An interview question: About Probability

Question

An interview question:

Given a function f(x) that 1/4 times returns 0, 3/4 times returns 1. Write a function g(x) using f(x) that 1/2 times returns 0, 1/2 times returns

Answer 1

A refinement of the same approach used in btilly's answer, achieving an average ~1.85 calls to f() per g() result (further refinement documented below achieves ~1.75, tbilly's ~2.6, Jim Lewis's accepted answer ~5.33). Code appears lower in the answer.

Basically, I generate random integers in the range 0 to 3 with even probability: the caller can then test bit 0 for the first 50/50 value, and bit 1 for a second. Reason: the f() probabilities of 1/4 and 3/4 map onto quarters much more cleanly than halves.

---

Description of algorithm

btilly explained the algorithm, but I'll do so in my own way too...

The algorithm basically generates a random real number x between 0 and 1, then returns a result depending on which "result bucket" that number falls in:

result bucket      result
         x < 0.25     0
 0.25 <= x < 0.5      1
 0.5  <= x < 0.75     2
 0.75 <= x            3

But, generating a random real number given only f() is difficult. We have to start with the knowledge that our x value should be in the range 0..1 - which we'll call our initial "possible x" space.

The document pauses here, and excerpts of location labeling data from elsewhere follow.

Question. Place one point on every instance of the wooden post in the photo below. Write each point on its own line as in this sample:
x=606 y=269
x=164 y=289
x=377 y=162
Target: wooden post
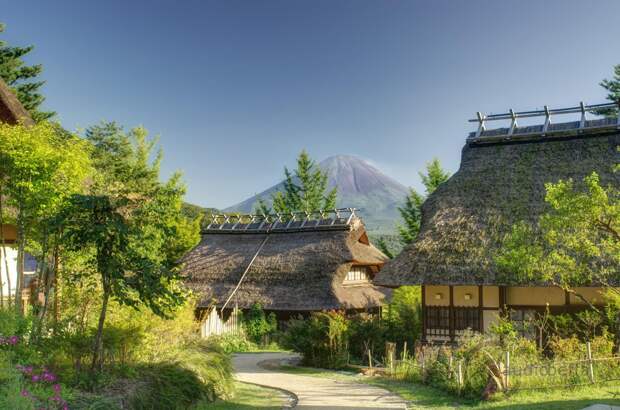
x=480 y=310
x=590 y=363
x=390 y=351
x=423 y=290
x=507 y=370
x=460 y=375
x=451 y=314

We then hone in on an actual value for x:

• each time we call f():
  
  • if f() returns 0 (probability 1 in 4), we consider x to be in the lower quarter of the "possible x" space, and eliminate the upper three quarters from that space
  • if f() returns 1 (probability 3 in 4), we consider x to be in the upper three-quarters of the "possible x" space, and eliminate the lower quarter from that space
  • when the "possible x" space is completely contained by a single result bucket, that means we've narrowed x down to the point where we know which result value it should map to and have no need to get a more specific value for x.

It may or may not help to consider this diagram :-):

    "result bucket" cut-offs 0,.25,.5,.75,1

    0=========0.25=========0.5==========0.75=========1 "possible x" 0..1
    |           |           .             .          | f() chooses x < vs >= 0.25
    |  result 0 |------0.4375-------------+----------| "possible x" .25..1
    |           | result 1| .             .          | f() chooses x < vs >= 0.4375
    |           |         | .  ~0.58      .          | "possible x" .4375..1
    |           |         | .    |        .          | f() chooses < vs >= ~.58
    |           |         ||.    |    |   .          | 4 distinct "possible x" ranges

---

Code

int g() // return 0, 1, 2, or 3                                                 
{                                                                               
    if (f() == 0) return 0;                                                     
    if (f() == 0) return 1;                                                     
    double low = 0.25 + 0.25 * (1.0 - 0.25);                                    
    double high = 1.0;                                                          

    while (true)                                                                
    {                                                                           
        double cutoff = low + 0.25 * (high - low);                              
        if (f() == 0)                                                           
            high = cutoff;                                                      
        else                                                                    
            low = cutoff;                                                       

        if (high < 0.50) return 1;                                              
        if (low >= 0.75) return 3;                                              
        if (low >= 0.50 && high < 0.75) return 2;                               
    }                                                                           
}

If helpful, an intermediary to feed out 50/50 results one at a time:

int h()
{
    static int i;
    if (!i)
    {
        int x = g();
        i = x | 4;
        return x & 1;
    }
    else
    {
        int x = i & 2;
        i = 0;
        return x ? 1 : 0;
    }
}

NOTE: This can be further tweaked by having the algorithm switch from considering an f()==0 result to hone in on the lower quarter, to having it hone in on the upper quarter instead, based on which on average resolves to a result bucket more quickly. Superficially, this seemed useful on the third call to f() when an upper-quarter result would indicate an immediate result of 3, while a lower-quarter result still spans probability point 0.5 and hence results 1 and 2. When I tried it, the results were actually worse. A more complex tuning was needed to see actual benefits, and I ended up writing a brute-force comparison of lower vs upper cutoff for second through eleventh calls to g(). The best result I found was an average of ~1.75, resulting from the 1st, 2nd, 5th and 8th calls to g() seeking low (i.e. setting low = cutoff).